Reconstruir o vocabulário
É inevitável reconhecer que o programa de residência altera concepções de espaço e de tempo na produção do artista. De espaço, pois a configuração do ateliê oferecido sempre causa um estranhamento e os trajetos, geralmente feitos a pé, proporcionam descobertas e encontros que resultam em pesquisas multidisciplinares. A questão do tempo já merece uma apreciação mais subjetiva. Se o artista, por um lado, ganha condições concretas para agilizar seu trabalho (oficinas, materiais e despesas pagas para não ter de se preocupar com seu final de mês), por outro lado deve estar predisposto a uma demora maior para encontrar suas ferramentas habituais (onde comprar determinado papel; qual o melhor laboratório fotográfico; como construir uma caixa).
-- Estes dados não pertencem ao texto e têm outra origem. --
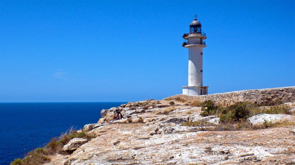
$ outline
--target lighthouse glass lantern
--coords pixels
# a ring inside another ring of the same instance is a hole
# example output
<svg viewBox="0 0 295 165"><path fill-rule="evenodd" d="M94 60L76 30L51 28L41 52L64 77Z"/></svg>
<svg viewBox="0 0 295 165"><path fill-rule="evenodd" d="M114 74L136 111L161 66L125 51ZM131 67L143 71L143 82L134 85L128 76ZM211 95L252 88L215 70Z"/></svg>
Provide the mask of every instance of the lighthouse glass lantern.
<svg viewBox="0 0 295 165"><path fill-rule="evenodd" d="M197 20L197 18L195 17L194 21L191 23L189 25L189 33L198 33L201 34L202 32L201 23Z"/></svg>
<svg viewBox="0 0 295 165"><path fill-rule="evenodd" d="M189 49L188 86L182 87L183 94L208 94L209 87L203 84L203 48L206 46L203 40L207 37L205 33L202 33L201 27L196 15L190 24L189 33L185 33L182 36L185 40L182 46Z"/></svg>

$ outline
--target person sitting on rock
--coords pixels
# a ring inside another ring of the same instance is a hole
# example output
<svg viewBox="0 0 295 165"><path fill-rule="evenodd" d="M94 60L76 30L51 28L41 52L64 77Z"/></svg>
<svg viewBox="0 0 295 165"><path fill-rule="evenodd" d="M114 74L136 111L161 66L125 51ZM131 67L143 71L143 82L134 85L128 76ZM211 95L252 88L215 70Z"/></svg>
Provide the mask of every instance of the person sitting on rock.
<svg viewBox="0 0 295 165"><path fill-rule="evenodd" d="M117 113L117 115L114 115L112 121L114 121L115 120L121 120L122 118L123 119L125 119L124 117L123 117L123 115L122 115L121 114L121 112L119 110L117 110L116 111L116 112Z"/></svg>

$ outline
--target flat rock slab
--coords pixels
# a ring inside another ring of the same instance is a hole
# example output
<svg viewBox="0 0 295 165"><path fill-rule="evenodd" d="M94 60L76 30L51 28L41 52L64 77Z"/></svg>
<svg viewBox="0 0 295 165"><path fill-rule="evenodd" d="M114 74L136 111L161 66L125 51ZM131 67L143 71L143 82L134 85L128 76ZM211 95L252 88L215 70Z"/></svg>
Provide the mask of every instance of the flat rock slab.
<svg viewBox="0 0 295 165"><path fill-rule="evenodd" d="M87 139L82 138L74 138L63 146L63 150L65 151L76 150L83 144L87 142Z"/></svg>
<svg viewBox="0 0 295 165"><path fill-rule="evenodd" d="M248 121L253 125L263 124L266 121L273 123L295 122L295 116L282 114L260 114L249 117Z"/></svg>

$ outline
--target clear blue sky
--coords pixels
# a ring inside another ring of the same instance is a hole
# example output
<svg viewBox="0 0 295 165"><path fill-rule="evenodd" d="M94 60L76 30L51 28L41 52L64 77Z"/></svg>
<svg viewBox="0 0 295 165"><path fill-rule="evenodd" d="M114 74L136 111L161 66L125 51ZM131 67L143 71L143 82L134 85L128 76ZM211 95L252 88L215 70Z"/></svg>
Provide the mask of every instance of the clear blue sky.
<svg viewBox="0 0 295 165"><path fill-rule="evenodd" d="M162 99L187 85L184 33L208 38L209 94L295 85L295 3L1 2L1 102Z"/></svg>

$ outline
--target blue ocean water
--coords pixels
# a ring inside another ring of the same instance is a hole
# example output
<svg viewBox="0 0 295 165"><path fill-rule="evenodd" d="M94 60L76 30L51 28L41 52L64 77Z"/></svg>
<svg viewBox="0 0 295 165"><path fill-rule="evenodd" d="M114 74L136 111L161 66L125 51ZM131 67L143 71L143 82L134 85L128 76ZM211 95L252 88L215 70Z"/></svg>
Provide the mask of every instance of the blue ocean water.
<svg viewBox="0 0 295 165"><path fill-rule="evenodd" d="M0 164L9 164L73 126L96 123L124 102L0 103Z"/></svg>

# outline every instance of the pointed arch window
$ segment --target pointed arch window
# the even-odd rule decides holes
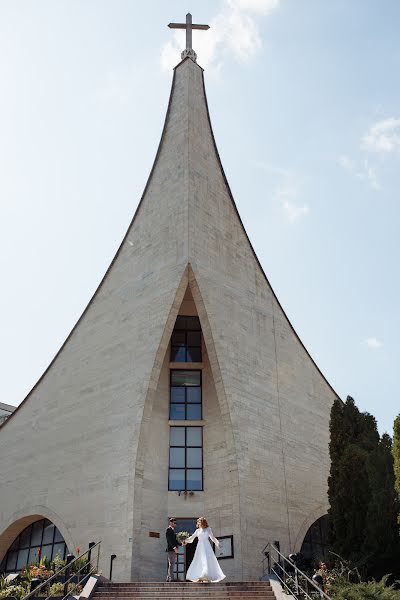
[[[203,428],[170,427],[168,489],[203,489]]]
[[[202,419],[201,371],[170,371],[169,418],[180,421]]]
[[[178,315],[171,336],[171,362],[201,362],[199,317]]]
[[[57,527],[48,519],[40,519],[26,527],[15,538],[0,564],[0,573],[15,573],[45,556],[51,561],[57,554],[64,560],[67,545]]]

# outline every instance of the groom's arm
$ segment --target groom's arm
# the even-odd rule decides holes
[[[172,531],[170,527],[167,529],[167,542],[174,550],[176,550],[178,545],[178,540],[175,537],[175,533]]]

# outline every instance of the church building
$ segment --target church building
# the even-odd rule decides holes
[[[188,532],[206,516],[228,580],[258,579],[269,541],[286,555],[323,544],[337,394],[233,200],[191,45],[206,26],[190,15],[171,26],[186,28],[187,47],[139,206],[79,321],[0,426],[0,572],[38,548],[64,557],[101,540],[104,575],[116,554],[116,581],[161,581],[171,516]]]

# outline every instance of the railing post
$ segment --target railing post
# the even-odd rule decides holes
[[[87,562],[87,566],[86,566],[86,569],[85,569],[85,571],[86,571],[86,575],[87,575],[88,573],[90,573],[90,571],[91,571],[91,568],[92,568],[90,563],[91,563],[91,560],[92,560],[92,548],[93,548],[93,546],[95,546],[95,545],[96,545],[96,544],[95,544],[94,542],[89,542],[88,562]]]
[[[96,544],[94,542],[89,542],[88,563],[90,563],[90,561],[91,561],[91,558],[92,558],[92,548],[95,545]]]
[[[73,554],[67,554],[67,564],[65,569],[65,583],[64,583],[64,596],[68,595],[68,579],[69,579],[69,564],[74,560],[75,556]]]
[[[110,577],[109,577],[110,581],[112,581],[112,566],[113,566],[113,562],[116,558],[117,558],[116,554],[111,554],[111,556],[110,556]]]
[[[31,589],[30,589],[30,591],[34,592],[36,590],[36,588],[38,587],[38,585],[40,585],[41,583],[42,583],[42,580],[39,579],[39,577],[33,577],[31,579]],[[33,594],[33,595],[35,595],[35,594]]]

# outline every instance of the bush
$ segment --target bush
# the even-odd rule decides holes
[[[0,590],[0,598],[7,598],[8,596],[13,596],[14,598],[17,598],[17,600],[20,600],[28,593],[28,588],[22,584],[8,585]]]

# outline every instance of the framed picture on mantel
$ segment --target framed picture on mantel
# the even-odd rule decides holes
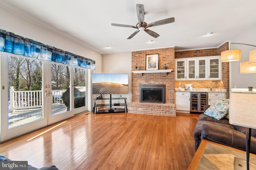
[[[158,69],[158,55],[153,54],[146,56],[146,70]]]

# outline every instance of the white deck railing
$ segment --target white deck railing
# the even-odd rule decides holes
[[[52,90],[52,106],[64,105],[62,94],[66,90]],[[42,90],[15,91],[12,87],[10,89],[10,110],[41,108],[42,106]]]

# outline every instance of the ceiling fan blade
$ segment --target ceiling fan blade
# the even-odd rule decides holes
[[[135,35],[136,34],[137,34],[137,33],[138,33],[139,31],[140,31],[140,30],[139,30],[138,29],[138,30],[136,31],[135,32],[134,32],[134,33],[132,33],[132,34],[130,35],[130,37],[128,37],[128,38],[127,38],[127,39],[131,39],[133,37],[134,37],[134,35]]]
[[[153,31],[150,30],[150,29],[145,29],[144,31],[145,31],[145,32],[148,33],[148,34],[151,35],[152,37],[154,37],[154,38],[156,38],[158,37],[159,36],[160,36],[160,35],[159,35],[157,33],[156,33],[154,31]]]
[[[136,27],[135,26],[129,25],[128,25],[119,24],[118,23],[111,23],[111,25],[112,25],[112,26],[117,26],[118,27],[131,27],[131,28],[138,28],[138,27]]]
[[[137,9],[137,16],[139,22],[144,22],[144,17],[145,16],[145,12],[144,11],[144,5],[142,4],[136,4],[136,9]]]
[[[169,18],[165,19],[164,20],[160,20],[152,22],[148,25],[146,27],[146,28],[149,27],[155,27],[156,26],[161,25],[162,25],[167,24],[167,23],[172,23],[175,21],[174,17],[170,18]]]

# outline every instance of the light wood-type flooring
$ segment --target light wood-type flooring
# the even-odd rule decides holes
[[[0,143],[0,154],[60,170],[186,170],[199,114],[83,113]]]

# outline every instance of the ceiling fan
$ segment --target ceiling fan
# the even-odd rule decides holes
[[[144,17],[145,16],[144,5],[141,4],[136,4],[136,8],[137,10],[137,16],[138,16],[138,19],[139,20],[139,22],[136,24],[136,26],[119,24],[118,23],[111,23],[111,25],[112,26],[117,26],[118,27],[130,27],[138,29],[137,31],[130,35],[127,39],[130,39],[132,38],[134,35],[137,34],[140,31],[144,31],[146,33],[154,38],[157,38],[159,36],[159,35],[150,29],[148,29],[147,28],[148,27],[166,24],[174,21],[174,17],[172,17],[156,21],[148,25],[146,22],[144,21]]]

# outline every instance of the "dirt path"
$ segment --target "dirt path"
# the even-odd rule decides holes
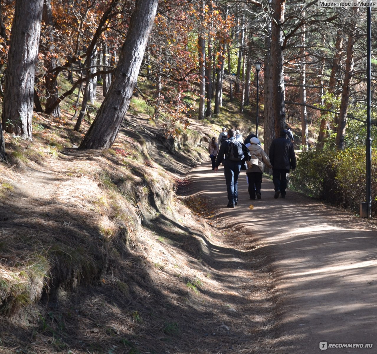
[[[215,206],[218,219],[240,234],[251,230],[271,255],[280,274],[280,334],[296,348],[291,352],[320,352],[323,341],[373,344],[324,352],[377,352],[377,231],[365,220],[299,193],[288,191],[285,199],[275,199],[272,182],[265,179],[262,199],[250,201],[244,172],[239,204],[227,208],[223,172],[221,168],[213,173],[206,164],[189,175],[194,189]]]

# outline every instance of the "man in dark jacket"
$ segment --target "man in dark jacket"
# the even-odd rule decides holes
[[[230,129],[228,131],[228,139],[220,147],[214,170],[217,172],[219,166],[225,157],[224,175],[228,192],[228,208],[234,208],[238,202],[238,176],[241,170],[241,160],[244,157],[241,143],[234,137],[235,135],[234,129]],[[229,153],[231,145],[233,146],[230,150],[234,152],[233,156]]]
[[[268,157],[272,165],[272,181],[275,187],[275,198],[281,193],[282,198],[285,198],[287,174],[291,168],[296,168],[296,156],[293,145],[286,138],[287,132],[280,131],[279,138],[273,141],[270,147]]]

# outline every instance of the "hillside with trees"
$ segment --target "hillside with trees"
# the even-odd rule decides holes
[[[203,256],[224,235],[208,201],[185,195],[184,174],[208,159],[222,126],[256,133],[268,153],[289,126],[297,156],[291,188],[358,212],[366,17],[366,8],[316,1],[0,0],[0,328],[8,336],[0,352],[162,353],[175,337],[179,352],[218,349],[207,329],[204,342],[190,342],[200,341],[198,318],[201,328],[213,320],[231,346],[219,319],[231,302],[195,296],[230,286]],[[246,256],[239,250],[234,257]],[[267,305],[244,311],[265,320],[249,332],[234,315],[239,352],[286,352],[273,272],[259,252],[242,277]],[[203,319],[206,300],[215,302],[211,320]],[[254,344],[242,346],[245,338]]]

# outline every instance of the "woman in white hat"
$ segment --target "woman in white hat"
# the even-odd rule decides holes
[[[257,138],[252,138],[250,139],[250,145],[248,147],[250,150],[251,158],[250,161],[247,162],[246,174],[249,182],[249,194],[251,199],[255,199],[256,195],[258,199],[262,198],[261,187],[264,164],[270,168],[272,167],[268,156],[261,146],[258,145],[260,143]]]

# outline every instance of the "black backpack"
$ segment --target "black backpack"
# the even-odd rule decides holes
[[[235,139],[229,141],[227,153],[228,158],[232,161],[241,161],[244,157],[241,143]]]

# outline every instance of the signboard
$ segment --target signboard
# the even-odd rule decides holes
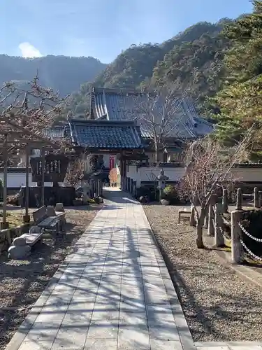
[[[66,176],[69,160],[64,155],[49,154],[45,157],[45,162],[42,164],[41,157],[30,159],[32,168],[32,181],[42,181],[42,172],[45,173],[45,182],[63,182]]]

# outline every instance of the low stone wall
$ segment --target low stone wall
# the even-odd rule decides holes
[[[29,231],[33,223],[24,223],[17,227],[10,227],[0,230],[0,255],[8,249],[13,239]]]

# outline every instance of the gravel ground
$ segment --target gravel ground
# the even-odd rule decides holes
[[[99,210],[66,210],[66,233],[57,238],[45,235],[27,260],[0,256],[0,349],[6,344],[45,289],[59,264],[73,251],[73,246]]]
[[[178,224],[178,206],[144,206],[195,342],[262,341],[261,291],[198,249],[195,232]]]

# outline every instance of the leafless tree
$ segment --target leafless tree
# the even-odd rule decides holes
[[[242,160],[252,144],[252,134],[251,128],[226,154],[219,142],[208,136],[188,148],[185,175],[180,181],[179,190],[182,197],[190,200],[196,214],[198,248],[204,247],[203,227],[212,197],[225,183],[237,180],[232,168]]]
[[[83,176],[83,160],[80,158],[77,158],[70,162],[67,168],[64,182],[68,183],[72,187],[75,187],[82,180]]]
[[[184,114],[182,104],[186,96],[177,95],[177,89],[172,86],[144,92],[143,97],[138,108],[140,127],[152,142],[157,162],[159,151],[166,146],[167,139],[180,137],[177,130],[181,130]],[[186,125],[182,128],[191,132]]]

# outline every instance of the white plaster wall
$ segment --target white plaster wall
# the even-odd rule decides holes
[[[8,173],[7,175],[7,187],[9,188],[20,188],[25,186],[25,173]],[[3,173],[0,172],[0,178],[3,181]],[[32,182],[32,174],[29,174],[29,186],[36,186],[35,182]],[[59,183],[60,186],[63,186],[63,183]],[[45,182],[45,186],[52,186],[52,182]]]
[[[233,178],[241,182],[262,182],[262,168],[235,168]]]
[[[184,174],[184,168],[163,168],[165,175],[169,177],[170,181],[179,181]],[[127,167],[126,176],[136,181],[137,187],[140,186],[142,181],[152,181],[154,176],[159,174],[159,168],[140,167],[129,165]],[[240,182],[262,182],[262,168],[235,168],[232,169],[232,177]]]
[[[159,168],[143,167],[137,168],[135,165],[127,167],[126,176],[136,181],[138,188],[142,181],[152,181],[159,175]],[[169,181],[179,181],[184,174],[184,168],[164,168],[165,175],[168,176]]]

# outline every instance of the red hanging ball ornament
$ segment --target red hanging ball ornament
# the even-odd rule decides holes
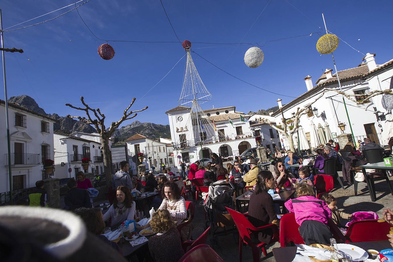
[[[115,55],[113,47],[107,44],[103,44],[98,47],[98,54],[103,59],[109,60]]]
[[[191,42],[188,40],[185,40],[182,45],[183,45],[183,48],[186,51],[190,50],[190,48],[191,48]]]

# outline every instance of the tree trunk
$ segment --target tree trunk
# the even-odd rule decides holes
[[[111,161],[111,152],[109,148],[109,139],[106,136],[101,134],[101,136],[102,155],[104,158],[104,169],[106,178],[107,186],[108,188],[112,186],[112,163]]]

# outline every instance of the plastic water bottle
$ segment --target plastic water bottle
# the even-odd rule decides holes
[[[152,216],[153,215],[153,213],[156,212],[156,211],[154,210],[154,207],[152,207],[150,211],[149,211],[149,213],[150,215],[150,218],[151,218]]]

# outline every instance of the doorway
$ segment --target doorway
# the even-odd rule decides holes
[[[366,132],[366,135],[367,137],[371,139],[371,140],[375,144],[379,145],[379,139],[378,138],[378,135],[376,134],[375,126],[374,126],[375,124],[375,123],[372,123],[364,125],[364,131]]]

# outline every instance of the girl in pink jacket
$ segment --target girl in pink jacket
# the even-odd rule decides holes
[[[298,185],[297,198],[285,202],[286,209],[295,213],[299,231],[307,245],[319,243],[329,245],[332,233],[327,226],[332,217],[330,209],[325,201],[315,197],[312,187],[308,184]]]

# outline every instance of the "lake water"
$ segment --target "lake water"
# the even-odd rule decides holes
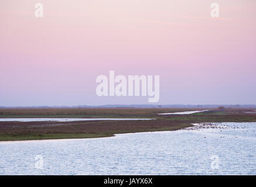
[[[256,123],[0,142],[1,175],[255,175]]]
[[[196,110],[196,111],[186,111],[186,112],[173,112],[173,113],[159,113],[159,115],[191,115],[192,113],[199,113],[199,112],[204,112],[208,111],[209,110]]]
[[[76,122],[95,120],[149,120],[143,118],[0,118],[0,122]]]

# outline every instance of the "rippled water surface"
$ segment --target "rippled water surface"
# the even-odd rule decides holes
[[[96,120],[149,120],[144,118],[0,118],[0,122],[76,122]]]
[[[255,145],[256,123],[197,124],[101,138],[1,142],[0,174],[255,175]]]
[[[192,113],[199,113],[199,112],[204,112],[208,111],[209,110],[196,110],[196,111],[186,111],[186,112],[173,112],[173,113],[159,113],[159,115],[191,115]]]

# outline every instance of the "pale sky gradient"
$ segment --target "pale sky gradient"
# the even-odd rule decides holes
[[[97,96],[110,70],[160,75],[155,104],[256,104],[255,18],[254,0],[1,1],[0,106],[148,103]]]

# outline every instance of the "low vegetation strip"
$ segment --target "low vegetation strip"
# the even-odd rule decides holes
[[[245,113],[248,109],[211,110],[203,113],[183,115],[158,115],[159,113],[170,113],[192,110],[191,109],[1,109],[2,117],[24,117],[25,116],[87,115],[94,117],[156,118],[153,120],[77,121],[77,122],[0,122],[0,141],[43,140],[59,138],[95,138],[112,136],[115,134],[142,131],[176,130],[192,126],[192,123],[203,122],[256,122],[255,113]],[[195,109],[194,110],[197,110]],[[48,111],[46,112],[46,111]],[[69,111],[69,112],[68,112]],[[55,113],[54,112],[56,112]],[[67,112],[67,115],[64,113]],[[4,113],[4,115],[3,115]],[[83,117],[88,116],[82,115]]]

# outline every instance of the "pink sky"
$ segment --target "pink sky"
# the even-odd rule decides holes
[[[1,1],[0,106],[148,103],[97,96],[110,70],[160,75],[156,104],[256,104],[255,18],[254,0]]]

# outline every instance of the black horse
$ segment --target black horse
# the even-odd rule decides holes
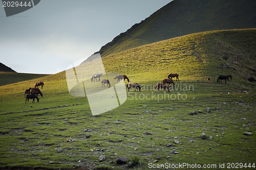
[[[222,83],[221,80],[225,80],[225,84],[227,84],[227,79],[228,79],[228,78],[227,77],[226,77],[226,76],[221,75],[218,78],[217,83],[219,83],[220,82],[221,82],[221,83]]]
[[[28,103],[29,103],[29,99],[33,99],[32,103],[35,103],[35,98],[36,98],[36,99],[37,100],[37,103],[38,103],[39,102],[39,99],[38,99],[38,98],[37,98],[36,95],[35,95],[35,94],[27,95],[27,96],[26,96],[25,103],[27,103],[27,100],[28,100]]]
[[[99,78],[99,82],[100,81],[100,76],[103,75],[103,74],[94,74],[93,77],[92,77],[92,79],[91,79],[91,82],[92,82],[93,80],[93,82],[94,82],[94,79],[96,80],[96,82],[98,81],[97,80],[97,78]]]
[[[27,89],[27,90],[26,90],[25,91],[25,93],[24,94],[24,95],[25,95],[26,94],[29,94],[30,93],[30,90],[32,89],[31,87],[30,87],[29,89]]]

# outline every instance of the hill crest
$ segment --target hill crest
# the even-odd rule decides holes
[[[256,28],[256,1],[175,0],[103,45],[101,57],[205,31]]]

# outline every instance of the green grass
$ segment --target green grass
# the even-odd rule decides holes
[[[0,71],[0,86],[46,77],[49,75]],[[35,84],[35,82],[34,84]],[[34,84],[33,86],[35,85]]]
[[[103,58],[106,71],[126,75],[142,90],[131,89],[124,104],[96,116],[86,97],[69,94],[65,72],[1,86],[0,167],[132,169],[116,163],[121,156],[136,163],[136,169],[148,168],[151,162],[255,162],[255,84],[241,76],[255,76],[256,52],[251,47],[255,31],[192,34]],[[221,63],[230,68],[222,68]],[[165,93],[154,90],[171,72],[180,75],[176,88]],[[217,84],[220,74],[232,75],[233,81]],[[44,97],[25,104],[25,90],[39,80],[45,82]],[[115,80],[110,81],[115,84]],[[99,82],[91,84],[102,89]],[[239,93],[244,90],[248,93]],[[193,111],[197,114],[189,115]],[[248,131],[253,135],[243,135]],[[200,138],[202,133],[207,139]],[[174,149],[179,154],[172,153]],[[102,155],[105,160],[99,162]]]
Ora, é nessas circunstâncias dificilmente tangíveis que se reconhece o impacto, e portanto o valor, da experiência da residência na formação do artista. Não é a profusão dos recursos, mas, sobretudo, sua eventual falta que pode levá-lo a operar transformações importantes em sua linguagem. Rivane Neuenschwander, a primeira brasileira a ser contemplada pelo Iaspis, encontra-se nessa tentativa de reconstruir seu vocabulário simbólico e formal num ateliê quatro vezes maior que o espaço onde trabalha, em Belo Horizonte. Antes disso, passara dois anos no Royal College de Londres, onde, pelo contrário, a exiguidade de seu local de trabalho foi determinante para o ambiente que construiu na 24ª Bienal de Arte de São Paulo. Usando plástico transparente e adesivo, coletou pequenas sobras encontradas nos trajetos da casa (migalhas de pão, casca de cebola, pêlos etc.), que acabaram servindo de alicerce para ladrilhar o espaço institucional da arte. A discussão se inseria na confluência do interno (o doméstico) com o externo (a linguagem internacional do minimalismo).

Institucionalização da arte
São fatores decisivos que conseguem atrair artistas do calibre de Annette Messager, Felix Gonzales-Torres, Mona Hatoum, Regina Silveira, Maurizio Cattelan e Janine Antoni a esse nomadismo cultural. Menos ponderável é afirmar que a residência internacional entrou na lista de compromissos dos artistas; isto é, virou uma forma contemporânea de planejar uma carreira, sabendo potencializar o prestígio e o conhecimento adquiridos nesse projeto semi-educacional e semiprofissional no exterior.
A rápida institucionalização da arte pode ser verificada na programação de residências deste verão em Estocolmo, que já entrega o mapa das inter-relações entre as partes do mundo: são artistas provenientes de Paris, Belo Horizonte, Nova York, Bancoc, Berlim, Camarões, Londres, Buenos Aires, Barcelona e China.


Lisette Lagnado é crítica de arte e curadora independente, autora de "Leonilson - São Tantas as Verdades" (Dórea Books and Art).